Have you ever felt out of place within your own culture?  As time passes, it happens to me more and more often.  Last night, I attended an event with coworkers.  The noise volume took me by slight surprise when I first arrived.  How can people be this loud? I thought.  And then I remembered almost before I finished asking the question: They’re americans (from the USA).

But I’m american from the US, too.  Wouldn’t I be used to this, then?

I quickly compared it to a drinking party at an izakaya (like a bar) with nomihodai (all-you-can-drink) in Japan.  Yes, the Japanese can get quite loud there.  It was never to the point of wanting to cover my ears, though, I hear myself thinking.  So, I am very much accustomed to a much quieter environment for parties, then.  I’m not just being a bit dramatic and overly sensitive to normal behavior and a normal situation.

Even still… I felt so oddly out of place, I wasn’t entirely sure what to do with myself.  I ended up semi-hiding in the coatroom (it wasn’t a closet, but an actual room, I promise) to take a breather from all the people and the noise from time to time.  I also took extra-long any time I went to the bathroom, because it was cozy and quiet in there on my own.
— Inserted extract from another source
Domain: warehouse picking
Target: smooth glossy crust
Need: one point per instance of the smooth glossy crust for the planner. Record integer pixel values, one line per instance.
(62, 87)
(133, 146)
Yes, I could have just gone home.  However, I rarely spend time even around people who aren’t high schoolers right now, so I felt it was somewhat necessary – even if just for social practice – to spend time around adults, especially happy ones in a good, safe environment.

I definitely adjusted after a bit, but I still felt quite out of place for most of the event.  I guess I’m just not so USA american anymore… which doesn’t surprise me, really.  It’s just odd, not belonging in a place everyone calls my “home”.